Home > database >  Conversion of JSON to XML errors out when I try to write to file
Conversion of JSON to XML errors out when I try to write to file

Time:11-18

I am in the process of doing a conversion of JSON to XML using Python.

I'm giving a presentation of how by starting with one file, CSV, you can convert it through multiple formats in a chain. So, CSV to JSON, that JSON to XML, XML to the next file type in the chain, etc, back to CSV.

I obtained a public domain CSV file from Kaggle (https://www.kaggle.com/canggih/anime-data-score-staff-synopsis-and-genre), then converted it to JSON.

From JSON, I am trying to convert to XML and write to an outfile.

I converted the CSV to JSON using this (no formatting, just a straight conversion):

#This should convert CSV to JSON
import json, os
import pandas as pd
import csv

df = pd.read_csv('dataanime.csv')

df.to_json(r'sassyg_data_Anime.json')

Then, I created my JSON to XML file:

#With help from instructor and CodeSpeedy
#https://www.codespeedy.com/how-to-convert-json-to-xml-using-python/

#Import libraries
import json as j
import xml.etree.ElementTree as et

#load in the json file
with open("sassyg_data_Anime.json") as json_file_format:
    d = j.load(json_file_format)

#create the main container element for the entire XML file
r = et.Element("Work")

#creates the subelements for each part of the json file
et.SubElement(r,"Title").text = d["Title"]
et.SubElement(r,"Type").text = d["Type"]
et.SubElement(r,"Episodes").text = d["Episodes"]
et.SubElement(r,"Status").text = d["Status"]
et.SubElement(r,"Start airing").text = str(d["Start airing"])
et.SubElement(r,"End airing").text = str(d["End airing"])
et.SubElement(r,"Starting season").text = d["Starting season"]
et.SubElement(r,"Broadcast time").text = d["Broadcast time"]
et.SubElement(r,"Producers").text = d["Producers"]
et.SubElement(r,"Licensors").text = d["Licensors"]
et.SubElement(r,"Studios").text = d["Studios"]
et.SubElement(r,"Sources").text = d["Sources"]
et.SubElement(r,"Genres").text = d["Genres"]
et.SubElement(r,"Duration").text = str(d["Duration"])
et.SubElement(r,"Rating").text = d["Rating"]
et.SubElement(r,"Score").text = str(d["Score"])
et.SubElement(r,"Scored by").text = str(d["Scored by"])
et.SubElement(r,"Members").text = str(d["Members"])
et.SubElement(r,"Favorites").text = str(d["Favorites"])
et.SubElement(r,"Description").text = d["Description"]

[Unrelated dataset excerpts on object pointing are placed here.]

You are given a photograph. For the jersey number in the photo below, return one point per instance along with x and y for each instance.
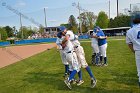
(138, 36)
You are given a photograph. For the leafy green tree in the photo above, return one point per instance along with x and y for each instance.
(41, 29)
(73, 24)
(120, 21)
(102, 20)
(3, 34)
(25, 32)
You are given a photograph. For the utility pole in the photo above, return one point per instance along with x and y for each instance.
(80, 29)
(45, 17)
(117, 8)
(109, 9)
(0, 36)
(21, 27)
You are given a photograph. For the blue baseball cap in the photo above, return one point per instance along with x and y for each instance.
(62, 28)
(59, 35)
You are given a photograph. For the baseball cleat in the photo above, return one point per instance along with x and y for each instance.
(80, 82)
(74, 81)
(65, 76)
(93, 83)
(105, 65)
(68, 84)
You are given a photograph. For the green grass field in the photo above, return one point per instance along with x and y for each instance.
(43, 73)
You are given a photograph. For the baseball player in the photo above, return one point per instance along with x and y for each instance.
(102, 44)
(133, 41)
(95, 48)
(80, 54)
(71, 58)
(62, 54)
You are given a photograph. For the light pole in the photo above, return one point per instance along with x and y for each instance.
(21, 27)
(117, 8)
(109, 9)
(45, 17)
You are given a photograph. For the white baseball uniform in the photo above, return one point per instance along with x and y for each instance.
(71, 57)
(62, 53)
(133, 37)
(78, 49)
(94, 44)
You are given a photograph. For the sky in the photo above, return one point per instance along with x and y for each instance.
(57, 11)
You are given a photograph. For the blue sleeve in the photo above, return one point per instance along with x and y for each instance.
(98, 34)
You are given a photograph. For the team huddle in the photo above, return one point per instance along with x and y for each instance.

#create the element tree/info for the write file
a = et.ElementTree(r)

#ERROR ERROR
#structure the output for xml via tostring rather than str
#Cannot write an ElementTree to file, errors out
#This was one solution I came up with, still errors out
a_xml_str = et.tostring(a)
print(a_xml_str)

#This might error out as well, I can't get the program to get to this point
#write file it should go to
outfile = open("json_to_xml.xml", 'w', encoding='utf-8')
outfile.write(a_xml_str)
outfile.close()

The error I get is:

Traceback (most recent call last):
  File "F:\Data_Int_Final\Gardner_json_to_xml\convert_json_to_xml.py", line 44, in <module>
    a_xml_str = et.tostring(a)
  File "C:\Users\user\AppData\Local\Programs\Python\Python39\lib\xml\etree\ElementTree.py", line 1109, in tostring
    ElementTree(element).write(stream, encoding,
  File "C:\Users\user\AppData\Local\Programs\Python\Python39\lib\xml\etree\ElementTree.py", line 748, in write
    serialize(write, self._root, qnames, namespaces,
  File "C:\Users\user\AppData\Local\Programs\Python\Python39\lib\xml\etree\ElementTree.py", line 873, in _serialize_xml
    tag = elem.tag
AttributeError: 'ElementTree' object has no attribute 'tag'

This is the latest version of the code I've tried. Can anyone see a solution?

Update: I have two other ways to convert to the starting JSON file, would one of these be a better approach?

import json
import csv

def make_json(csvFilePath, jsonFilePath):
    data = {}

    with open(csvFilePath, encoding='utf-8') as csvf:
        csvReader = csv.DictReader(csvf)

        for rows in csvReader:
            key = rows['Title']
            data[key] = rows

    with open(jsonFilePath, 'w', encoding='utf-8') as jsonf:
        jsonf.write(json.dumps(data, indent=4))

csvFilePath = r'dataanime.csv'
jsonFilePath = r'dataAnime.json'

make_json(csvFilePath, jsonFilePath)

which errors out my XML conversion when I use this JSON file with it:

Traceback (most recent call last):
  File "F:\Data_Int_Final\convert_json_to_xml.py", line 16, in <module>
    et.SubElement(r,"Title").text = d["Title"]
KeyError: 'Title'

or:

import csv 
import json
import time

def csv_to_json(csvFilePath, jsonFilePath):
    jsonArray = []
      
    #read csv file
    with open(csvFilePath, encoding='utf-8') as csvf: 
        #load csv file data using csv library's dictionary reader
        csvReader = csv.DictReader(csvf) 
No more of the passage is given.